Restricting Portal Access

Currently our script has access to every portal though, which is not ideal. We need to restrict portal access to what we actually need. This is pretty easy though, and we just need to switch from a wildcard for --talk

Terminal window
  --talk=org.freedesktop.*

To specifying each portal we want:

Terminal window
  --talk="org.freedesktop.portal.Flatpak" \
  --talk="org.freedesktop.portal.Documents" \
  --talk="org.freedesktop.portal.Desktop" \
  --talk="org.freedesktop.portal.Notifications" \
  --talk="org.freedesktop.portal.FileChooser" \

Of these, -talk="org.freedesktop.portal.Flatpak" is a must, as we have to emulate what Flatpak does.

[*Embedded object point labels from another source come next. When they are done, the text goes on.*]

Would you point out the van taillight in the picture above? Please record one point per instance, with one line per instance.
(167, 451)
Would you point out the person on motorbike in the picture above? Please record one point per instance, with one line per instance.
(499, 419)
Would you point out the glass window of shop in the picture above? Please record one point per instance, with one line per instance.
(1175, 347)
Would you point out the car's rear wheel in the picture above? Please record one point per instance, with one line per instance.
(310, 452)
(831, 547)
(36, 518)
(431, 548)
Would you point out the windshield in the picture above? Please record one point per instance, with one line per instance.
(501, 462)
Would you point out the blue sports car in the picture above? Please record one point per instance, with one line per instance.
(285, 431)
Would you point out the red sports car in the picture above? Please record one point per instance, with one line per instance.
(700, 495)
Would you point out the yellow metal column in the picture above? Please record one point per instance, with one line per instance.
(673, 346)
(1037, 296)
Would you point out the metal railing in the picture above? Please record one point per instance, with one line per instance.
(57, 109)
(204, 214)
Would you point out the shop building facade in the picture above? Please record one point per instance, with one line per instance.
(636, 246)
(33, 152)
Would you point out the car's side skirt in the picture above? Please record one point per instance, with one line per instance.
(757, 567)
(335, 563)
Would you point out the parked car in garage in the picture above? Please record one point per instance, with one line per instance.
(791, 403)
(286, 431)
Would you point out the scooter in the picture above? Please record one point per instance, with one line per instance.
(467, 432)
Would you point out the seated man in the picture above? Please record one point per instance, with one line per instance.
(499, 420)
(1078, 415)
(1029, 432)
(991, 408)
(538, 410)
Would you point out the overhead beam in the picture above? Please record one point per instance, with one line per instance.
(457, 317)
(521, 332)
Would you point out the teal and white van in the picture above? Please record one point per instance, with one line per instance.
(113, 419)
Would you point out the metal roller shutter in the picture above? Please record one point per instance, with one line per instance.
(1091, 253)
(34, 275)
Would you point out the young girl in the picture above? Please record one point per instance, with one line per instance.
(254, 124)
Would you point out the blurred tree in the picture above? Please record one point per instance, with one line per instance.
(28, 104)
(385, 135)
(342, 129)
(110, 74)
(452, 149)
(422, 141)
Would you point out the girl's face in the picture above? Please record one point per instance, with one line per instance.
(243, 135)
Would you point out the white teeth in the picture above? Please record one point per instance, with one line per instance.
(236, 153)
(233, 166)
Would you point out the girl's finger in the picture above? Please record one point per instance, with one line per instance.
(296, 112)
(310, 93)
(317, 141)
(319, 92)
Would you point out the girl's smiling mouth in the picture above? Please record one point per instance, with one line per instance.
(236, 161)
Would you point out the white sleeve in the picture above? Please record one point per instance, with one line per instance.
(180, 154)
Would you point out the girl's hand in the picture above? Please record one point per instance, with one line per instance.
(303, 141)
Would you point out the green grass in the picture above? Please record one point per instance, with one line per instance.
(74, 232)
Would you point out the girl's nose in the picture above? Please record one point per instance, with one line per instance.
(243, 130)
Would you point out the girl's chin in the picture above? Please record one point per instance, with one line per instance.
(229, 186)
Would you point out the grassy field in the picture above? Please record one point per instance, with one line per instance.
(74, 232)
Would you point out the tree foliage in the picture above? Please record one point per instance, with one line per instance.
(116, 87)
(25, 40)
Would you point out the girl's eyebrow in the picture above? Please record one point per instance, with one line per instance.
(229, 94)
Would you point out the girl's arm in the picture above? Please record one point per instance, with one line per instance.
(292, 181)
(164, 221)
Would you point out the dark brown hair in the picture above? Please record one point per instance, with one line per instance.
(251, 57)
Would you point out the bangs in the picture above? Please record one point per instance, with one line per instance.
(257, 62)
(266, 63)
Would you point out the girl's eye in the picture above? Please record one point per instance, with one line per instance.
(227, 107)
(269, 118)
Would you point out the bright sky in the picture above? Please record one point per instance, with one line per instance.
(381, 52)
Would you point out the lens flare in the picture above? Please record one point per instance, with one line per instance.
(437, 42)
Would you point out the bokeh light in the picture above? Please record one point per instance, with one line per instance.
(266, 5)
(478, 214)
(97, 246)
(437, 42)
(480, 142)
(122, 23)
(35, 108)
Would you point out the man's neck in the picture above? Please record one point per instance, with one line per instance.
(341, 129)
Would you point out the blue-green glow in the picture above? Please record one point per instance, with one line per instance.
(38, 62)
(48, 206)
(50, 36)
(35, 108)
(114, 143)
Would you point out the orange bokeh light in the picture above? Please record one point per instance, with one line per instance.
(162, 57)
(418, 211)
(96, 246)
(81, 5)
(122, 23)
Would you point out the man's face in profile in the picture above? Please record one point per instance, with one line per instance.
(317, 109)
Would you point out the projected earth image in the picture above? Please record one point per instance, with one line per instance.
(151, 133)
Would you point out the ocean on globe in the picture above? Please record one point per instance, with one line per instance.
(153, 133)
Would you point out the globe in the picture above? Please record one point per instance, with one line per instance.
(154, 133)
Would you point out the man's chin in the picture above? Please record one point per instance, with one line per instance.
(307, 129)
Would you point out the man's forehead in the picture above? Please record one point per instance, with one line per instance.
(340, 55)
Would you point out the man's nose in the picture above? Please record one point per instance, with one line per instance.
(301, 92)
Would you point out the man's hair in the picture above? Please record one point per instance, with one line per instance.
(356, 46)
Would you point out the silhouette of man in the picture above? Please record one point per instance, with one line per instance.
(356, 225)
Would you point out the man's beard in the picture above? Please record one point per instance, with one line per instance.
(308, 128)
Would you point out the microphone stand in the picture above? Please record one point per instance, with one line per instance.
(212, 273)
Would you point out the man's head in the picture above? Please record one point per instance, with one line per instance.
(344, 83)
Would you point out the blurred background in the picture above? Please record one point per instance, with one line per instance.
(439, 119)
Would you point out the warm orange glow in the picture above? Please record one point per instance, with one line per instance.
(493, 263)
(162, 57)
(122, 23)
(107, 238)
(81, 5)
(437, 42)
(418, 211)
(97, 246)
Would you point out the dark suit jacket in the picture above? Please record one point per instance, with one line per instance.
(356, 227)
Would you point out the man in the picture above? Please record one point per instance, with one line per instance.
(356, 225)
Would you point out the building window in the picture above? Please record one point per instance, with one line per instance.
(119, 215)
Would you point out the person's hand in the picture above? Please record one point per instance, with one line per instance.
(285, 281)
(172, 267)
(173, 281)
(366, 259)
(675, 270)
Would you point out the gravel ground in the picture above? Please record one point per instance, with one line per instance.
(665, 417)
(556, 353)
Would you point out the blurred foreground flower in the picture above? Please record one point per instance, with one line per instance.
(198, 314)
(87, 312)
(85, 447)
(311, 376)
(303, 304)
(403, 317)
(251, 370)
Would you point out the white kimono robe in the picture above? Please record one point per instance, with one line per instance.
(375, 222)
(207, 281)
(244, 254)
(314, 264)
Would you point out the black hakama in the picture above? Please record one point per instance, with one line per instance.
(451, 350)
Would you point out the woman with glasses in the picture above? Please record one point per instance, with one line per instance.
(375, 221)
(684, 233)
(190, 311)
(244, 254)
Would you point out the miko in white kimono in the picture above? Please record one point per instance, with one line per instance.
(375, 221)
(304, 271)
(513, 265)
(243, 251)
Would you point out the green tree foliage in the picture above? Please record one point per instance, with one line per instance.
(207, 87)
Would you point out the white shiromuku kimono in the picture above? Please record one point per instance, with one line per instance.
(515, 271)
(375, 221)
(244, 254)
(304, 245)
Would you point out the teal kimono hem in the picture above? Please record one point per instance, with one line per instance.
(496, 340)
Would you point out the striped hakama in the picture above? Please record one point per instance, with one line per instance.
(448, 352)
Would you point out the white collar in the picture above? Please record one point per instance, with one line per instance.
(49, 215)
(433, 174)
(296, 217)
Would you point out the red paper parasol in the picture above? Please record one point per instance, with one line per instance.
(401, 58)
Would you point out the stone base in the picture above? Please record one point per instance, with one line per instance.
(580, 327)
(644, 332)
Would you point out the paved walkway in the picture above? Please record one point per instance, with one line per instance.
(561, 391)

Of course, this is only a fraction of all the portals available, so check the Portal API reference for determining what your application needs.

Zombie Processes

After a lot of time, I’ve noticed that the method here results in zombie processes after closing the browser. This is due to the browser being a child process of the script, but as we also run an instance of xdg-dbus-proxy, the script doesn’t exit at all.

Fortunately this is pretty easy to solve, we simply add this line to the beginning of the script:

Terminal window
trap 'trap - SIGTERM && kill -- -$$' SIGINT SIGTERM EXIT

I’ve uploaded the completed script on GitHub, and that’s pretty much all there is (but I’ll be updating this as new information comes). Cya!